La vicenda sportiva è molto fedele alla realtà e a quello che succedeva in quegli anni, perlomeno per ciò che riguarda i rapporti di Florio con il suo pilota preferito Walter Röhrl (Volker Bruch), che nel frattempo, per liberarsi dalla pressione agonistica, si era dedicato alla apicoltura; i rapporti con la dirigenza sempre dubbiosa; l’estrema determinazione che lo animava, dedicandosi anima e corpo all’impresa. Nulla scopriamo sulla sua vita privata, per esempio delle donne, con cui non disdegna approcciarsi ma che non corteggia, nulla sappiamo della sua famiglia, da cui vive lontano per gli impegni stressanti. Lascia tardi il suo ufficio, la mente è sempre rivolta a migliorare la macchina e a scovare espedienti per vincere e dare la soddisfazione all’azienda. Nell’intervista concessa alla giornalista (Haley Bennett), i cui stralci vengono seminati lungo buona parte del film, come intermezzi alla tensione delle gare, è laconicamente chiaro: ciò che lo spaventa di più in questo sport pericoloso è… perdere. Non esiste un modo di perdere bene o male, c’è solo la sconfitta, che lui non sopporta.
Se questa è la trama nelle parti essenziali, il regista Stefano Mordini (quinta volta che dirige Scamarcio dopo Pericle il nero, Il testimone invisibile, Gli infedeli, La scuola cattolica) sa che deve ripartire il film tra le vicende sportive e la vita privata, come sempre viene praticato, ma quest’ultima, come detto, è parecchio messa in disparte, se non per qualche sequenza della passione dell’apicultore-pilota Röhrl, la festa di compleanno del figlio del protagonista e per qualche party in uno dei quali Florio viene a conoscere una bella dottoressa, esperta di alimentazione, utile agli stanchi e stressati uomini della squadra, Jane McCoy (Katie Clarkson-Hill). No, se normalmente la classica sceneggiatura sfrutta un’occasione come questa per un incontro dai risvolti romantici, qui invece ogni aspetto ha un solo scopo, quello di far migliorare le prestazioni agonistiche. Argomento chiuso.

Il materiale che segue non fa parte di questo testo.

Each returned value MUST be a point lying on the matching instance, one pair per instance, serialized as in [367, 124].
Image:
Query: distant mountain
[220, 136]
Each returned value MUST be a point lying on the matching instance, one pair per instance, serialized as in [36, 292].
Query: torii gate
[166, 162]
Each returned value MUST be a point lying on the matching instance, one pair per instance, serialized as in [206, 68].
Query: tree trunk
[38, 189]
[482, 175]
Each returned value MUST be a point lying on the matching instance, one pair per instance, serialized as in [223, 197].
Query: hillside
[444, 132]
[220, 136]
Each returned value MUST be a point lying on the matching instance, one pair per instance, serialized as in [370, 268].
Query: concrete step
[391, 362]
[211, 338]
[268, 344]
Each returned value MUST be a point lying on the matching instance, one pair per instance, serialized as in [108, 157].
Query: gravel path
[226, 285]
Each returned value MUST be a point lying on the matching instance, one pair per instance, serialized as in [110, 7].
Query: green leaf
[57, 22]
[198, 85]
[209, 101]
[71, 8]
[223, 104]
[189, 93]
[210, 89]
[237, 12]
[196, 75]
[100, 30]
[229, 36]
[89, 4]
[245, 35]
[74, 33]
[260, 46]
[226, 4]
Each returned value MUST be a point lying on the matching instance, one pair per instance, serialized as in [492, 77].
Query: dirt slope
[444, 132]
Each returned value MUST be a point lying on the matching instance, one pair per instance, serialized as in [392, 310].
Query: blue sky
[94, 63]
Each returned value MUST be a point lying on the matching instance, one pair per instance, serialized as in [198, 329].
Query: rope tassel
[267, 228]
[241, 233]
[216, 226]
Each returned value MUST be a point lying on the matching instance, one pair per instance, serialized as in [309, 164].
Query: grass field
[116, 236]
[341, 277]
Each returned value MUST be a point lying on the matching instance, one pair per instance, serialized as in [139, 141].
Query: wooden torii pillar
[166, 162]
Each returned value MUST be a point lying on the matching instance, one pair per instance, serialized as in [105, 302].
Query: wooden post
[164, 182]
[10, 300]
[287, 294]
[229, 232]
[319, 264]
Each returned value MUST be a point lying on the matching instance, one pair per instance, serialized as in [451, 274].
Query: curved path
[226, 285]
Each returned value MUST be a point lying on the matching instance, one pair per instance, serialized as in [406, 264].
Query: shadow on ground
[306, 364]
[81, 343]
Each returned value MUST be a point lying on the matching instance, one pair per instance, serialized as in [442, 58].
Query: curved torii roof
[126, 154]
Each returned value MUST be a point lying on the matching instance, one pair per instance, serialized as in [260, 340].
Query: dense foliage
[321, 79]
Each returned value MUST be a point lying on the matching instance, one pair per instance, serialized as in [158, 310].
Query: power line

Come ogni film sportivo, la parte sempre difficile, che non soddisfa mai il palato degli intenditori, è quella che riguarda le riprese delle azioni agonistiche. Enormemente ardue sono le sequenze di un’azione di calcio, football, boxe, corse, perché i registi preferiscono dedicare primi piani ai loro eroi e raramente sanno riprendere un’azione spettacolare nel complesso. Solo con alcuni film di boxe si è potuti restare appagati. Il difetto si ripete anche qui: non si ha mai l’impressione di assistere a qualcosa di appassionante e adrenalinico, di avere un’idea piena della gara in senso compiuto (non sono stati usati effetti speciali), anche, purtroppo, per le disponibilità sicuramente inferiori rispetto alle potenti opere americane. Senz’altro si apprezzano alcune scene ma troppo poco per trasmettere il clima altamente agonistico e sfibrante di un rally. In ogni caso, il film punta a restituire il racconto sia da un punto di vista sportivo che da un punto di vista umano. Va da sé che il rally non è uno sport facile da raccontare, si corre contro il tempo, non contro l’avversario.
Siccome siamo italiani, il regista si è divertito ad inserire delle trovate, delle genialate, diciamo pure degli “espedienti” per buggerare avversari, giurie e Federazione internazionale: trucchi furbastri al limite del raggiro. E siccome, ancora, siamo italiani ci divertiamo vedendoli sullo schermo. Che poi siano veramente accaduti non si sa, ma siamo quasi nel campo della commedia all’italiana.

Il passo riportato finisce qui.